Como me he transformado, sin casi darme cuenta, en un vegetariano y un
reciclador de plásticos y papeles, mi basurero, en la cocina, aloja
puras cáscaras de frutas que me han traído nuevos alojados, unas
mosquitas, muy pequeñitas que comencé a eliminar, hasta que me dí cuenta
que eran viejas amigas.
Tan viejas que me llevaron, en un verdadero flash back, a la
cátedra de Genética del Profesor Badínez, un sabio de barba blanca que
nos enseñó, entre otras cosas, que otro sabio, Spallanzani, fue capaz de
ponerles calzoncillos impermeables a los cocodrilos para demostrar que
los espermios de esa especie deben cruzar al Canal de la Mancha a nado
si quieren mantener la especie, llegando al fin a los meandros de la
amada cocodrila.
En esa fauna fantástica aparecen estas viejas amigas, las Drosóphila melanogáster, que en fácil vendrían a ser las amigas del rocío que tienen la guatita negra, aunque en realidad el rocío también vendría a ser el zumo de la fruta fermentada, los vinagres. Son las moscas de la fruta.
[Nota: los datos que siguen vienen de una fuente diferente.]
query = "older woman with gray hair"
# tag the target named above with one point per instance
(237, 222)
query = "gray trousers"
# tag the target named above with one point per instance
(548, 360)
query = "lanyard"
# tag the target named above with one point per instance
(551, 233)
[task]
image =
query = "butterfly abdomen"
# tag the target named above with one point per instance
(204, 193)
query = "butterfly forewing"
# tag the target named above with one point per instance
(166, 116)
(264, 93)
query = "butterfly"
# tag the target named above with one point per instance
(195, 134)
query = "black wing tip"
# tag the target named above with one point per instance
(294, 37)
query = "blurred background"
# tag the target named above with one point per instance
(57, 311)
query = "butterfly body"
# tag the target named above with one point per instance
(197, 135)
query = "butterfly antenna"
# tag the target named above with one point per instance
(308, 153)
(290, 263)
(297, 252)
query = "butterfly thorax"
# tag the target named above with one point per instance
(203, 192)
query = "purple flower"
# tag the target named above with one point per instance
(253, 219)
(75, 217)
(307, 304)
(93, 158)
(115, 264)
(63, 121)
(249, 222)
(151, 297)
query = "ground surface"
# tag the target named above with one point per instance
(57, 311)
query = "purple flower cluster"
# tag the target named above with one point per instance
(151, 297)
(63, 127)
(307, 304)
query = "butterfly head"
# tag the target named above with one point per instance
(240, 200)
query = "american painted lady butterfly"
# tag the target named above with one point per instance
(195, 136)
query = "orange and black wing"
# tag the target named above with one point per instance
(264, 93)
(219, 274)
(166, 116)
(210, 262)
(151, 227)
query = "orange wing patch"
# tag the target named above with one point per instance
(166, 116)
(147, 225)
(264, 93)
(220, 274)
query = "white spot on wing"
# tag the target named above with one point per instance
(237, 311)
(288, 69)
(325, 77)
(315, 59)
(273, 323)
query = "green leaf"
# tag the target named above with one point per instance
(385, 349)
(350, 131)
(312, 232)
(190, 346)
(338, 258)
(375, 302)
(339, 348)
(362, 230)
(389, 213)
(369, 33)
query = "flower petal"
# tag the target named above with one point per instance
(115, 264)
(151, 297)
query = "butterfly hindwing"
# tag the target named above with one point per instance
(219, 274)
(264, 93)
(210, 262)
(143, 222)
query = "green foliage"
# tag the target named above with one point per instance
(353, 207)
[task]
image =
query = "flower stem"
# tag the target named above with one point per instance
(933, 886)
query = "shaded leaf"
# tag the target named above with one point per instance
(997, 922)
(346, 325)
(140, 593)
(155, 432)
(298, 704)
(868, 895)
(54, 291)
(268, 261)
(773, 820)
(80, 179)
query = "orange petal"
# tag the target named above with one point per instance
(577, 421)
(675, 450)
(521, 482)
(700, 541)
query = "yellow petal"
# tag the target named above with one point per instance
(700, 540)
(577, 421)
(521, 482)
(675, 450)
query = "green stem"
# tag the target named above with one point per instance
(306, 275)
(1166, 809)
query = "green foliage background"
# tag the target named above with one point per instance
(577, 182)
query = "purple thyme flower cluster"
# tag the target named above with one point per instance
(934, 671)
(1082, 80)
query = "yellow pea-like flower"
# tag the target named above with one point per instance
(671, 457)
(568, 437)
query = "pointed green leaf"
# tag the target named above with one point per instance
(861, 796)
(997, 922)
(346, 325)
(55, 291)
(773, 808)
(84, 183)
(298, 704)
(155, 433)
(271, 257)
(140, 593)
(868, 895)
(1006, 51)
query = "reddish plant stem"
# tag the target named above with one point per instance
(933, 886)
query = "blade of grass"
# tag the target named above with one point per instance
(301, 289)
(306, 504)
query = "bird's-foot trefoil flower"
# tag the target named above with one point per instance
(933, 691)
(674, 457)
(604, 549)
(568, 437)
Con ellas aprendí genética, aprendí que el segundo ortejo más largo que
el primero, del que me enorgullecía porque según los romanos, que no
sabían genética era un signo de nobleza, no era más que un signo de
atavismo, como nacer con cola de mono. Pero el cura Mendel no desmintió a
los romanos mientras conversaba con las florcitas de su jardín,
porque la nobleza tiene esos problemas, y otros peores, como los reyes
idiotas de la antigua Europa, nacidos bajo la fórmula que una tara más
otra tara, da un tarado. Fácil, porque si quisiéramos explicarlo con
cromosomas, genes recesivos, dominantes, en mosaicismo...ufff... no.
Ahora, cuando me vuelan en la cara cuando me acerco al rincón del
microondas, sé, sin verlo, que son todas distintas, con las alas más o
menos cortas, la guatita más o menos negra, las antenas también
distintas, y ya no las mato, les debo mucho y además, no hacen daño a
nadie, y nadie más vive en mi departamento.